The Night of the 12th

15

This film opens with a disturbing fact: 800 murders a year go unsolved in France. Now there are various reasons that could be attributed to this, such as the sheer lack of man power to solve the crimes, as well as just the possible general ineptitude of the French police as a whole. What seems to be irrefutable however is that there are a significant number of people literally getting away with murder.

German director Dominik Moll’s film then goes on to focus on just one case, the murder of a young woman, Clara Royer.

boom reviews The Night of the 12th
Did you see a clown following us just now?!

October 12th, 2016 in the Alpine city of Grenoble, Clara Royer (Lula Cotton-Frapier) has just left her friends’ house in the middle of the night, and is making her way home. Tragically, she doesn’t make it, with her body discovered hours later on the route home.

Just taking over the homicide department in the local police station is Captain Yohan Vivès (Bastien Bouillon). And one of his first duties is to inform the parents. It’s a job that never gets easy.

He and his team then have to focus on the job at hand, tracking down her killer. But with no obvious killer from the line-up of suspects they have, it’s going to be a murder that isn’t easily solved.

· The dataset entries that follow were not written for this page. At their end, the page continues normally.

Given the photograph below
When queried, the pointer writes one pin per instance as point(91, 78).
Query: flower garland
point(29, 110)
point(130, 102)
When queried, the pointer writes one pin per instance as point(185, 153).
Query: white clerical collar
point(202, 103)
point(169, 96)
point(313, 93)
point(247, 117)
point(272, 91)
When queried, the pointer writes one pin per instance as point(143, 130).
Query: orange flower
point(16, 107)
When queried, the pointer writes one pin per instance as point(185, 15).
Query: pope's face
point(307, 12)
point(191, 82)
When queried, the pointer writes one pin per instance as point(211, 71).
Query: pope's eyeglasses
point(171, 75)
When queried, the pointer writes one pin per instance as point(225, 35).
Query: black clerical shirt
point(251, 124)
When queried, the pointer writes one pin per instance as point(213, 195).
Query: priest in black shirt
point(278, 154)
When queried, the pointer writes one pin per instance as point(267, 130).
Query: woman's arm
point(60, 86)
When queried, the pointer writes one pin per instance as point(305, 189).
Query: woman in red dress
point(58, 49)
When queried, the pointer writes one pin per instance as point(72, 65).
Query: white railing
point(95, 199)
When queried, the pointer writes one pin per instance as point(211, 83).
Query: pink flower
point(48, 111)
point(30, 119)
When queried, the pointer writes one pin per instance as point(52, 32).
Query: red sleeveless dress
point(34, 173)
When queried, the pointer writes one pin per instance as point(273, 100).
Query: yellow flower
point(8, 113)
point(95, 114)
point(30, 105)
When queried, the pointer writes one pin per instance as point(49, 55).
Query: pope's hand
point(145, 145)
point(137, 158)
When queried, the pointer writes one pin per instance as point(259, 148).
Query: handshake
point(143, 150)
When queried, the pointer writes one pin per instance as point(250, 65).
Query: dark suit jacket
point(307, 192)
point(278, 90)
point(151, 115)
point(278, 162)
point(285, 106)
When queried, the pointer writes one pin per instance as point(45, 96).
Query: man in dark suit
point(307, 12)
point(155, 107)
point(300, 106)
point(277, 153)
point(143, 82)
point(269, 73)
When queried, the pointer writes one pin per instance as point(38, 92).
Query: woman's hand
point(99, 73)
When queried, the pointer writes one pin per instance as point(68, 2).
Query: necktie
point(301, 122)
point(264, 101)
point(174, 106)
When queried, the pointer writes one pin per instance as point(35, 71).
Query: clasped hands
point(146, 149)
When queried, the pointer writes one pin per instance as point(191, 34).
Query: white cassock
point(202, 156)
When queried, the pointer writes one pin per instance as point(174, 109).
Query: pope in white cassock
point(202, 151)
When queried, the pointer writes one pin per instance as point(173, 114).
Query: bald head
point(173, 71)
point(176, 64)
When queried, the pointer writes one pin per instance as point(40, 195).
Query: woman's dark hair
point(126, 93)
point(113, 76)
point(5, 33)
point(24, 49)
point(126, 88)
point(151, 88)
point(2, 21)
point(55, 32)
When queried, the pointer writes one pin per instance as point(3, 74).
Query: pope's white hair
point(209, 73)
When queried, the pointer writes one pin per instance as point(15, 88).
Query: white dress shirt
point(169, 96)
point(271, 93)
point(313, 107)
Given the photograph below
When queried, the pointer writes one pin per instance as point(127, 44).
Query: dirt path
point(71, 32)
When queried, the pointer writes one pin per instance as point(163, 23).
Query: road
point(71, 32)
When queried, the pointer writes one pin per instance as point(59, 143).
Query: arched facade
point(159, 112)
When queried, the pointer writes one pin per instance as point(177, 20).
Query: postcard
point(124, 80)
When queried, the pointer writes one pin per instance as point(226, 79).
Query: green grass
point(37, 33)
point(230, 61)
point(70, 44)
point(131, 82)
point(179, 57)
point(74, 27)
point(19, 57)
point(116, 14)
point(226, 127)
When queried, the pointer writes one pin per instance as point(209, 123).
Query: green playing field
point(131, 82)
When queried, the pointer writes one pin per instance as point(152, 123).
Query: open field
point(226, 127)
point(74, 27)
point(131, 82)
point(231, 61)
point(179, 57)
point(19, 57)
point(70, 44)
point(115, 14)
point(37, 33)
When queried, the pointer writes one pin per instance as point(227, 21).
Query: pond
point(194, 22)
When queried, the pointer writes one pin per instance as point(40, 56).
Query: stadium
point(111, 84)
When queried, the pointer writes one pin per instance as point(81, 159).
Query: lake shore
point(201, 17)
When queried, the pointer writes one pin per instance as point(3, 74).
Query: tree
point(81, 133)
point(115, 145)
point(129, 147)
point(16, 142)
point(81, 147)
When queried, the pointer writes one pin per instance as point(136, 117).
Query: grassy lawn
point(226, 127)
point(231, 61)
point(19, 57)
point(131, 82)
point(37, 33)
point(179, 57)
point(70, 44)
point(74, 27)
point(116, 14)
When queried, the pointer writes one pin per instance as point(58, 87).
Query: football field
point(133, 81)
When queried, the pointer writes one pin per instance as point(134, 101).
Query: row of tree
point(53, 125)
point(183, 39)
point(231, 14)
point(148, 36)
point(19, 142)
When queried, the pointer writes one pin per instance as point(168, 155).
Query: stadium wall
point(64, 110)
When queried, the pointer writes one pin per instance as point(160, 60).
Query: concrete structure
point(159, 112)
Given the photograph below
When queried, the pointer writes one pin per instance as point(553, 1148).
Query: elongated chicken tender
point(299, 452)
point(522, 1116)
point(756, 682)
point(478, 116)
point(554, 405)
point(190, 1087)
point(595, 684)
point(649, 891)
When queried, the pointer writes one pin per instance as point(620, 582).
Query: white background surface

boom reviews The Night of the 12th
So with regret Sonia, you're fired.

Although not an actual cold case, Moll’s film is based on actual events that have sadly taken place. But his film isn’t primarily about the murder, it goes deeper than that.

It’s a film that looks at the detectives in the thick of it, and how they cope in the day to day of an investigation. Its lead detective starts off bright and optimistic, but the further he finds himself drowning in the case around him, the more world weary he becomes. And it’s no surprise to see that the job takes its toll on a number of his team as far as their mental health is concerned.

Moll still manages to instil a standard template for the genre, in providing a number of suspects to be interrogated mainly for our own curiosity, but is often the case, as you’re presented with them one after the other, you’re left feeling that all of them could have done it.

It may not be the dark and gritty police crime thriller, that results in long chase sequences and some graphic violent scenes, but it does highlight the heavy burden that comes from being given the hefty responsibility of solving serious crimes.